# Introduction

This Python script merges climbing data from two distinct sources: the 8anu climbing dataset and the IFSC climbers dataset. The purpose of this script is to combine relevant climber information, including performance metrics from both datasets, into a unified CSV file for further analysis.

### Datasets
1. **8anu Climbing Data** (`8anu_climbing_data.csv`): Contains climber names along with their highest recorded grade, count of 8c+ routes climbed, and average grade of their first five ascents.
2. **IFSC Climbers Data** (`ifsc_climbers.csv`): Provides climber details such as country, gender, and competition points across boulder, lead, and combined disciplines.

For more information on how these data were scraped, you can check out the previous notebooks.

### Output
The resulting dataset includes the following columns:
- `name`: Climber's name (as appears in 8anu data)
- `country`: Climber's country (from IFSC data)
- `gender`: Climber's gender (from IFSC data)
- `boulder_points`: Points in boulder discipline (from IFSC data)
- `lead_points`: Points in lead discipline (from IFSC data)
- `combined_points`: Points in combined discipline (from IFSC data)
- `highest_grade`: Highest grade achieved (from 8anu data)
- `count_8c_plus`: Number of 8c+ routes climbed (from 8anu data)
- `avg_grade_first5`: Average grade of first five ascents (from 8anu data)
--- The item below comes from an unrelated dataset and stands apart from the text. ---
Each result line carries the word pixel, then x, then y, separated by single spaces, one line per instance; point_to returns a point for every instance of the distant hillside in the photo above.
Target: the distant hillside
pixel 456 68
This merged dataset provides a comprehensive view of climbers' performance across both competitive and outdoor climbing metrics.

Let's start with the imports

In [6]:
import pandas as pd
import os

Next, let's read the datasets `8anu_climbing_data.csv` and `ifsc_climbers.csv`

In [7]:
# Read the datasets
anu_data = pd.read_csv("../data/8anu_data/8anu_climbing_data.csv")
ifsc_data = pd.read_csv("../data/ifsc_data/ifsc_climbers.csv")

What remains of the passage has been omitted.